CC-thumb2Are acts of common courtesy being overlooked in day-to-day interactions between medical professionals and patients?

As healthcare executives, this is an important question to ponder, especially when taking into account the findings of a recent Journal of Hospital Medicine study. According to Cheryl Clark at HealthLeaders Media, not only are these daily acts of courtesy being overlooked, they’re being overlooked by medical interns, who are often modeling their lack of courtesy after behavior they’ve witnessed from their physician mentors.

The study inspected “how 29 interns interacted with 732 patients hospitalized at Johns Hopkins Hospital and the University of Maryland Medical Center during one month, January, 2012” and found that “interns failed to introduce themselves at the start of 60 percent of their patient encounters, failed to explain what role they play in their care with 63 percent, and failed to touch 35 percent of their patients either with a handshake or other reassuring gesture or with a physical exam. They failed to sit down to talk with 91 percent of their patients, and failed to ask 25 percent standard open-ended questions to elicit conversation that reveals more about the patients’ problems and makes them feel more comfortable.”

These five actions are known as etiquette-based medicine. Clark reports, “Interns performed all five of these behaviors during only 4 percent of all encounters.”
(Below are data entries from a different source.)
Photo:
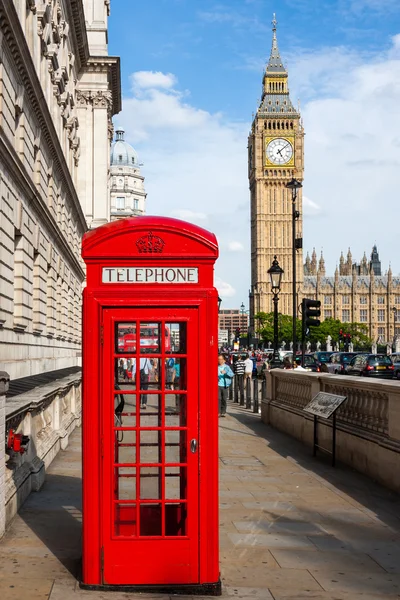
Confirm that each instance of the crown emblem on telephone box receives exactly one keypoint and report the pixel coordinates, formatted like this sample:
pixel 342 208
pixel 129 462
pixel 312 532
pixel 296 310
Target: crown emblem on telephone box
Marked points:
pixel 150 244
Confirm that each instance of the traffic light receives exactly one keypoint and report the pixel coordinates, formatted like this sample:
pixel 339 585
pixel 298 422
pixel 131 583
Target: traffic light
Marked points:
pixel 310 313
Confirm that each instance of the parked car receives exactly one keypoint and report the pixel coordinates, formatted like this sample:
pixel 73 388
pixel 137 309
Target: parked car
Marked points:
pixel 371 365
pixel 396 363
pixel 310 364
pixel 338 362
pixel 322 357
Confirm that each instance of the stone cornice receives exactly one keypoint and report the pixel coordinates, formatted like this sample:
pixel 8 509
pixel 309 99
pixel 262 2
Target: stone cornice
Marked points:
pixel 76 15
pixel 20 175
pixel 113 66
pixel 15 39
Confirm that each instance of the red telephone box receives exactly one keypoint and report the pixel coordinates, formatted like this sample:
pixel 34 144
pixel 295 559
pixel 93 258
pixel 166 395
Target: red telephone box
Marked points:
pixel 150 409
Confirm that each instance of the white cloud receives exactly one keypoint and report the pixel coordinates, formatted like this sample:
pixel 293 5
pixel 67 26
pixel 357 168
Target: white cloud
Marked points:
pixel 152 79
pixel 189 215
pixel 310 208
pixel 352 146
pixel 225 289
pixel 196 161
pixel 195 164
pixel 235 247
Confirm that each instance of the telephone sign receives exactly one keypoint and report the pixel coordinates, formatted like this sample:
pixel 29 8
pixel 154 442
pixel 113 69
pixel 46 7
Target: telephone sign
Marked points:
pixel 150 460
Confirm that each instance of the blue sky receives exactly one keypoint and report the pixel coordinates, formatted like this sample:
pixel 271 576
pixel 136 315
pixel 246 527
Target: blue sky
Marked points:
pixel 191 76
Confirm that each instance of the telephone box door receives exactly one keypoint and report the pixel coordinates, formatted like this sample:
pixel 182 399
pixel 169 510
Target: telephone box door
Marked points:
pixel 150 456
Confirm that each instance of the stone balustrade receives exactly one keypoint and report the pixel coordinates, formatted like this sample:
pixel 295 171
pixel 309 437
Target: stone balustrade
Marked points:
pixel 47 414
pixel 368 422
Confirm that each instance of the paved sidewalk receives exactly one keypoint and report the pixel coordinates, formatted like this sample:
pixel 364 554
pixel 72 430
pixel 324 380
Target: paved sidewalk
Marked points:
pixel 291 526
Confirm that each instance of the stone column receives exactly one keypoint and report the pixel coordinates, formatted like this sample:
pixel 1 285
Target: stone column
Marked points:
pixel 4 381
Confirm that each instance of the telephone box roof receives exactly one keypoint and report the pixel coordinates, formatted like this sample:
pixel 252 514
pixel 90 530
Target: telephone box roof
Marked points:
pixel 161 237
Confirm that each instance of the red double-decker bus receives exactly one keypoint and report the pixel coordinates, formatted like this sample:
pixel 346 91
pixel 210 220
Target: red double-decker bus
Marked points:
pixel 149 338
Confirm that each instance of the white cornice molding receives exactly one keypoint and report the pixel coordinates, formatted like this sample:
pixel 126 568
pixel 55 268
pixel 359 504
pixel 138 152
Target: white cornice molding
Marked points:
pixel 15 39
pixel 22 179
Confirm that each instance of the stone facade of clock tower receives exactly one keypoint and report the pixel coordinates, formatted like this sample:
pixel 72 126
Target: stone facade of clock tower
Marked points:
pixel 276 155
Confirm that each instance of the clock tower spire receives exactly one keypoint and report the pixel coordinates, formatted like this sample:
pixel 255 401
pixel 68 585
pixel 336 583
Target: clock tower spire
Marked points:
pixel 276 155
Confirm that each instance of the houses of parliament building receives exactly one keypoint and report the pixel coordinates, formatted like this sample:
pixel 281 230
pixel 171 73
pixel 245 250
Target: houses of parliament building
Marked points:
pixel 358 291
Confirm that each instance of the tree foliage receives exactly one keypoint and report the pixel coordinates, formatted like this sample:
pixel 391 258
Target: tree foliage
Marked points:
pixel 329 327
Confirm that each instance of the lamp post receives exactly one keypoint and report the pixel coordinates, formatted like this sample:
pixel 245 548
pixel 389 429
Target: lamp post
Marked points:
pixel 275 272
pixel 394 309
pixel 245 312
pixel 294 185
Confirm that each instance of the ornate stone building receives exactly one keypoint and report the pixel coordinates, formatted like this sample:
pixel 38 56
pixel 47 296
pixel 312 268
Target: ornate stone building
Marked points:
pixel 58 92
pixel 358 292
pixel 128 196
pixel 276 155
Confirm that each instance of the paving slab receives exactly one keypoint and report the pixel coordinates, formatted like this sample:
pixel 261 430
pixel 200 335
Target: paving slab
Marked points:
pixel 291 527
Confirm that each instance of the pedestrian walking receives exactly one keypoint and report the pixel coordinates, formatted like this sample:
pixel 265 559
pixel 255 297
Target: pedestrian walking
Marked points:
pixel 248 369
pixel 225 376
pixel 240 366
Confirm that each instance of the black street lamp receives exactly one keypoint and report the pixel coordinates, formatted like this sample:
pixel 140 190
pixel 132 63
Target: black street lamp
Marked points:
pixel 394 309
pixel 245 312
pixel 275 272
pixel 294 185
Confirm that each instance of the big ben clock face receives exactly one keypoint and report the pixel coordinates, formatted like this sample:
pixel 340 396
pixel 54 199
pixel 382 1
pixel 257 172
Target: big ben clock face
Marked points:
pixel 279 151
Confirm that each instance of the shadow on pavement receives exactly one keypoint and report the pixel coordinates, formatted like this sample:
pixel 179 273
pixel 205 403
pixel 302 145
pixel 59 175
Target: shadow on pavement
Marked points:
pixel 54 515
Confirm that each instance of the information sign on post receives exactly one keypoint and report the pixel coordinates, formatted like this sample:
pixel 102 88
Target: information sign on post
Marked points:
pixel 325 405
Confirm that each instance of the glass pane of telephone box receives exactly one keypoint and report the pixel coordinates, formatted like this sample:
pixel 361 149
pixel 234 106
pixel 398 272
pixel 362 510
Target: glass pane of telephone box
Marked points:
pixel 151 415
pixel 175 483
pixel 125 447
pixel 175 446
pixel 175 338
pixel 175 410
pixel 175 519
pixel 150 446
pixel 125 338
pixel 150 520
pixel 125 521
pixel 150 334
pixel 125 373
pixel 124 410
pixel 125 483
pixel 149 373
pixel 150 483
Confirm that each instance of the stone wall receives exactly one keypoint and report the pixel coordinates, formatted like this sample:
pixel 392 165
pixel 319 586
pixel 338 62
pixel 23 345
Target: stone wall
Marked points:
pixel 47 414
pixel 368 423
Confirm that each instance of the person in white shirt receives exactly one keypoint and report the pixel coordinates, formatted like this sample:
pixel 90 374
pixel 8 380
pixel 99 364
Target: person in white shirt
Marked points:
pixel 248 370
pixel 145 367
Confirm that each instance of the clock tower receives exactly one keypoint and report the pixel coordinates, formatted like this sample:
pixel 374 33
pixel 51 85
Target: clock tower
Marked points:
pixel 276 155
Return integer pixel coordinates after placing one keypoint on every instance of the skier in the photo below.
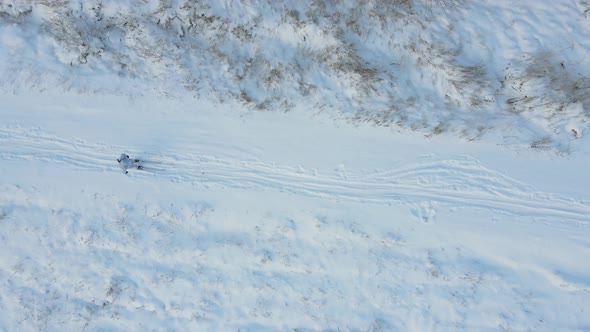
(127, 163)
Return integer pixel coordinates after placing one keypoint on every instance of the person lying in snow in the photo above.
(127, 163)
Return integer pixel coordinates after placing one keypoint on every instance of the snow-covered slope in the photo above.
(339, 215)
(517, 72)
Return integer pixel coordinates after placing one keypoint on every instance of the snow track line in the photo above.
(461, 181)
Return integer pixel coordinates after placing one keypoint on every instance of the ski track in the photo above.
(461, 181)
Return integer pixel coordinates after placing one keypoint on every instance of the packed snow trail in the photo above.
(461, 181)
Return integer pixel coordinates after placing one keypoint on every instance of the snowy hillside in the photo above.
(432, 66)
(308, 165)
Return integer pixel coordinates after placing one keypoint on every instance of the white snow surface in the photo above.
(422, 173)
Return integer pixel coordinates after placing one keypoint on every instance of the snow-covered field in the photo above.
(309, 166)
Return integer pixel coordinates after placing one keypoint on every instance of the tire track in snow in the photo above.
(460, 182)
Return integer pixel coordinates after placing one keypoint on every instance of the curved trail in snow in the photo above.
(461, 181)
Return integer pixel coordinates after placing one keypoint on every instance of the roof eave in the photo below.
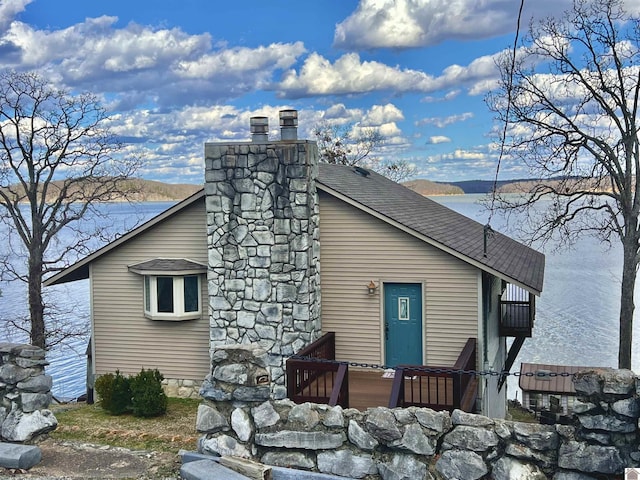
(531, 289)
(80, 269)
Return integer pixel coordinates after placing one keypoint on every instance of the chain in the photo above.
(425, 369)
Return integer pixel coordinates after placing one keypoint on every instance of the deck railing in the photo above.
(517, 312)
(317, 381)
(440, 388)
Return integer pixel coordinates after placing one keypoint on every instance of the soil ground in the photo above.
(75, 460)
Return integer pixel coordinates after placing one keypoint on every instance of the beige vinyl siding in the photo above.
(356, 248)
(124, 338)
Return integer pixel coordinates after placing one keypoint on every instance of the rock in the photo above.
(223, 445)
(303, 440)
(381, 423)
(264, 415)
(289, 459)
(510, 469)
(583, 407)
(404, 467)
(619, 382)
(35, 401)
(458, 417)
(538, 437)
(628, 407)
(22, 427)
(234, 373)
(241, 424)
(12, 374)
(360, 437)
(343, 461)
(416, 441)
(457, 464)
(439, 422)
(471, 438)
(590, 458)
(19, 456)
(607, 422)
(209, 420)
(38, 384)
(304, 415)
(251, 394)
(334, 417)
(572, 476)
(546, 458)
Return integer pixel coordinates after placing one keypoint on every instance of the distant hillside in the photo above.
(152, 191)
(427, 187)
(481, 186)
(146, 190)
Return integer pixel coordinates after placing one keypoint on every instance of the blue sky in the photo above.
(174, 75)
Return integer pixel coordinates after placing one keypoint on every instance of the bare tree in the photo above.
(569, 102)
(338, 144)
(58, 160)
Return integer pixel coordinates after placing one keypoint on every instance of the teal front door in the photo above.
(403, 323)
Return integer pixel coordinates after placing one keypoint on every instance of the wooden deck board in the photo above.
(369, 389)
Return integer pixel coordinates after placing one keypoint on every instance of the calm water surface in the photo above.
(576, 323)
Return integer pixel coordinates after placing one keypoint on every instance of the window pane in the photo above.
(191, 293)
(165, 294)
(147, 294)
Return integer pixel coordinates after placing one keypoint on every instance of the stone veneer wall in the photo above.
(25, 393)
(237, 418)
(262, 219)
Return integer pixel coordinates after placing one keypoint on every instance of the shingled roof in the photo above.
(400, 206)
(436, 224)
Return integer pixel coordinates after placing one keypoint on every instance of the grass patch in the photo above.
(167, 433)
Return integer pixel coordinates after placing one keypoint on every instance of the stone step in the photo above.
(207, 468)
(15, 455)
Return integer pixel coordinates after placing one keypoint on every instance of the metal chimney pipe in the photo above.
(259, 129)
(289, 124)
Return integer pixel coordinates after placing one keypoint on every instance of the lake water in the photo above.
(576, 321)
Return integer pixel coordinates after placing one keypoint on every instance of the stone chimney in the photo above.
(263, 241)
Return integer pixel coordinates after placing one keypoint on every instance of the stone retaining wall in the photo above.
(25, 393)
(237, 418)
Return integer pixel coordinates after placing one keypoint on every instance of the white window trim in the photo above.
(178, 314)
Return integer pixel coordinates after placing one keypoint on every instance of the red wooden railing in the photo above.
(317, 381)
(440, 388)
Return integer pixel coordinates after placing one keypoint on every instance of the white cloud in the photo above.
(436, 139)
(442, 122)
(8, 11)
(417, 23)
(348, 74)
(145, 64)
(381, 114)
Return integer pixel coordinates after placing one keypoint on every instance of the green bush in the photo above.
(114, 392)
(147, 397)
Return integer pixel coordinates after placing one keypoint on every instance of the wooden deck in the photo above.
(368, 389)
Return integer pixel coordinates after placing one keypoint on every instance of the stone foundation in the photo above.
(418, 443)
(25, 393)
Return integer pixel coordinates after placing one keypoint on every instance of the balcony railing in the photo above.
(315, 380)
(440, 388)
(517, 312)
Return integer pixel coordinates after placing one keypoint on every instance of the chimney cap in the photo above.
(259, 128)
(288, 118)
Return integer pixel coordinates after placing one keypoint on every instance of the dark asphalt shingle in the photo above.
(437, 222)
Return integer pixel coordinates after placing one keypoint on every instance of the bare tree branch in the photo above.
(573, 102)
(58, 163)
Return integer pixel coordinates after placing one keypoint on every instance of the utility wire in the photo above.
(503, 137)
Principal author Leonard Feldman, MD, was quick, however, to jump to the defense of the interns, saying, “I don’t think the interns are actively trying to be rude or mean. I just don’t think they’re thinking about the fact that they should be courteous and polite, especially when they’re worried about their patients’ issues of morbidity and mortality, like a possible heart attack or pneumonia.” In fact, the study found that interns think they perform these five actions more often than they actually do.

Naturally, the importance of etiquette-based medicine is paramount in providing quality of care that will ultimately affect patient outcomes. This is why, Feldman asserts, attending physicians need to be focused on modeling courteous behavior.

He said, “Often, we as attending physicians role model behavior that I would consider —if you want to call it rude, I think that would probably be reasonable. We’re not being polite, not showing common courtesy.” In other words, what’s taught in medical school needs to be practiced in the medical environment.

“When I’m the attending physician, I walk in on rounds with the whole team, introduce myself and put out my hand to shake the patient’s hand, and then make the intern who is going to present the case sit down with the patient in a chair next to the bed. I’m showing them how I think it should be done. And they go, ‘You know, that’s how Dr. Feldman does it, so I should be doing it that way,’” Feldman said.

It’s all about the patient, he reminds. Making their care, their understanding of what’s going on, their needs first priority will go a long way in ensuring a hospital or physician’s success in the new value-based environment.

As healthcare executives, have you noticed any negligence for common courtesy among your physician staff? If so, how did you address this and change it? What advice would you give to your colleagues who may be struggling with a similar issue?